Two days later, we met with the Head of Pediatrics at the Clinic, and we began monitoring his urine 3 times a day. We did get some high readings, so we started monitoring his blood glucose levels with a meter up to 3 times a day. We also met with a nutritionist, and we have begun to follow the dietary guidelines set by the nutritionist.
Since we stated monitoring his blood and have followed the dietary plan, 73% of my son's readings have been 160 mg/dl or less. The other 3 readings have been in the 240 260 mg/dl range.
In speaking with the doctor last evening, she asked for my wife and I to come in to start preparing to give insulin to my son (for Type 1 diabetes). Both my wife and I have come to the conclusion my son will be on insulin at some point; but, neither of us want to start him on a medication before it is necessary.
- With the blood readings I have shown above, what is your opinion about when to start Insulin?
- Should my wife and I request a second opinion?
- Are there other insulin options rather than shots? We have read that insulin can be given orally.
It sounds like your son is probably in the early stages of developing diabetes. As we have discussed before in previous questions, the pancreas fails slowly over weeks to months. As the pancreas is failing, it may make enough insulin to keep the blood sugar normal fasting, but may not be able to make enough insulin to keep the blood sugar normal after eating.

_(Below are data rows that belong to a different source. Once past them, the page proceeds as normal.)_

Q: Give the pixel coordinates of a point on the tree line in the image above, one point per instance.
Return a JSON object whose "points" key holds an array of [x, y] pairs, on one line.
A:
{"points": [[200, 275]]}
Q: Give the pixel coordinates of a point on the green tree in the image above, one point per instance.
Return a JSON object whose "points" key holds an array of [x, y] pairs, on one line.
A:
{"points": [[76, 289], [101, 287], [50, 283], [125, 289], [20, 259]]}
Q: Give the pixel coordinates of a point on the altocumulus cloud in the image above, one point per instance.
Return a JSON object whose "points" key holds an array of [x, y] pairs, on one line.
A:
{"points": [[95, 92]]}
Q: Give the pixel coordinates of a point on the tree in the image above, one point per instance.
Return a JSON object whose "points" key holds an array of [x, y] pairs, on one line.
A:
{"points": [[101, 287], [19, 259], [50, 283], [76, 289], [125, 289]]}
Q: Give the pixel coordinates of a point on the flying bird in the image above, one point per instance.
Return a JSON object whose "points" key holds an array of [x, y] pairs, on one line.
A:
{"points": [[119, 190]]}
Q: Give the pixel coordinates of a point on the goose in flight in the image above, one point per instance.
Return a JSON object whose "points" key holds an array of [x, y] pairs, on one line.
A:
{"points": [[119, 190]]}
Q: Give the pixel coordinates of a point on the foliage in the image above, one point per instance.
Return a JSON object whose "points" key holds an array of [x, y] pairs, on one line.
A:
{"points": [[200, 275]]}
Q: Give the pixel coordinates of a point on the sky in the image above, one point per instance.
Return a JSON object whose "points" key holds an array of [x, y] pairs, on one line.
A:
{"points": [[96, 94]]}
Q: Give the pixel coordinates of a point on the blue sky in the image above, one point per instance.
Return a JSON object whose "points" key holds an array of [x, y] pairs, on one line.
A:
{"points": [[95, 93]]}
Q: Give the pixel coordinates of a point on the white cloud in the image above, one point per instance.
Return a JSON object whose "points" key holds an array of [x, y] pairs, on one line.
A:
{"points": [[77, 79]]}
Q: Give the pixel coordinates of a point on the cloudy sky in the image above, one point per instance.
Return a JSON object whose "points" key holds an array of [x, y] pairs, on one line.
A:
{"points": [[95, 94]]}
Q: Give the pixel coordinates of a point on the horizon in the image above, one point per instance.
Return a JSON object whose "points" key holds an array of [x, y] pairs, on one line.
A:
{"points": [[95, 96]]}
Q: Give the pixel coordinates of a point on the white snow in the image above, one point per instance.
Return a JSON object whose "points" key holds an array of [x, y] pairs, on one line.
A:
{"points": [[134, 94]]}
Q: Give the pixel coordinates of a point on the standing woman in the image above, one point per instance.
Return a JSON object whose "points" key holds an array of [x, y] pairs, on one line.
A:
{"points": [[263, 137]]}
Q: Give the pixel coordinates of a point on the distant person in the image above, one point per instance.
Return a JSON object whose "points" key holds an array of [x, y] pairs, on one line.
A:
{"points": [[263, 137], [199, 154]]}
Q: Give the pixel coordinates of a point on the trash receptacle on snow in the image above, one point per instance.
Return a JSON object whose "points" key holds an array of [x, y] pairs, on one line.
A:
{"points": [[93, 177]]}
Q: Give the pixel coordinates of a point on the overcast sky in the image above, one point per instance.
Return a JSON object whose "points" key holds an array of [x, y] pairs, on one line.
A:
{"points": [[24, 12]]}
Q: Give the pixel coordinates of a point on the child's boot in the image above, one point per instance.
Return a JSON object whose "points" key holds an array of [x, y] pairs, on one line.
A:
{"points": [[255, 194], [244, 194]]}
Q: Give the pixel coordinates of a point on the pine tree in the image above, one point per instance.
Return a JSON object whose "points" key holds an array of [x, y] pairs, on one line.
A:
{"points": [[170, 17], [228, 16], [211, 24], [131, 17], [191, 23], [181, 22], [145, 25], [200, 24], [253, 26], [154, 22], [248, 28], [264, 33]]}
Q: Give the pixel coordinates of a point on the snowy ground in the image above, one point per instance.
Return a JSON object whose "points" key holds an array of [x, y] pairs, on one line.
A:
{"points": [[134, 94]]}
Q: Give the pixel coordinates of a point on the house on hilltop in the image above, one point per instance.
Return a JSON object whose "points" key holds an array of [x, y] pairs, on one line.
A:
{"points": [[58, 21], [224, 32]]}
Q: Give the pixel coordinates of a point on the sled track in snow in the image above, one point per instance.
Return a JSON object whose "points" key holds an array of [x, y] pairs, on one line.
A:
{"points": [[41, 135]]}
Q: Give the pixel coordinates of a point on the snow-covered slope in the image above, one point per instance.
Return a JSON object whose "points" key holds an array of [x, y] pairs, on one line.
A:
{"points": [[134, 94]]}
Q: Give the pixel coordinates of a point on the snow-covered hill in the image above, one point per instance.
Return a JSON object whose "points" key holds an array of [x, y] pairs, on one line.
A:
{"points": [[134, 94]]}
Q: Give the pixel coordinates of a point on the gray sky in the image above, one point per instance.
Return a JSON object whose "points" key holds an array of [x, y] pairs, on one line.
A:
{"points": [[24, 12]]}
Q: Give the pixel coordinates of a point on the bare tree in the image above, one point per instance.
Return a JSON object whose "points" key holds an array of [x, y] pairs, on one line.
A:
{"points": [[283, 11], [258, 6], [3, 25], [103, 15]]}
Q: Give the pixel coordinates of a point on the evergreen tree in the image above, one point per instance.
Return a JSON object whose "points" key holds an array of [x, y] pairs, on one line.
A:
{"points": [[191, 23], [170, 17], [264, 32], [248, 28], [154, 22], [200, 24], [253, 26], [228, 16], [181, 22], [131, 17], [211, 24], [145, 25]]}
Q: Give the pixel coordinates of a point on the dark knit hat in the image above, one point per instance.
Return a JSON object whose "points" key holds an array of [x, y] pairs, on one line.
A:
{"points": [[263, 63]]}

If the blood sugars are going up to over 200 (documented in the lab), your son should probably start insulin now and not wait until he is more symptomatic. The pancreas can fail rapidly at this point, and ketoacidosis can develop quickly, especially if your child develops a cold or virus (which increases the need for insulin). Ketoacidosis can be life threatening.
Your child should definitely see a pediatric endocrinologist. I would call the local American Diabetes Association or Juvenile Diabetes Foundation for a referral if your pediatrician can't give you one. You can discuss the option of obtaining blood samples for Islet Cell Antibodies to confirm the diagnosis (but I wouldn't wait for the results to start insulin).
If your child develops ketones in the urine, nausea, vomiting, or gets sick with a cold or virus, you should contact your doctor immediately or go to the emergency room.
Additional comments from Dr. Quick:It sounds to me that your physicians are doing an excellent job in preparing you and your child to deal with what appears to be a newly-diagnosed case of Type 1 diabetes.
A referral to a pediatric diabetes team may be helpful to help fine-tune the program, and they will have support groups and specialists that might not be available otherwise.
At the present time, insulin can only be given by injection. It may be helpful to remember that giving insulin to a person with diabetes is only replacing a hormone that is missing.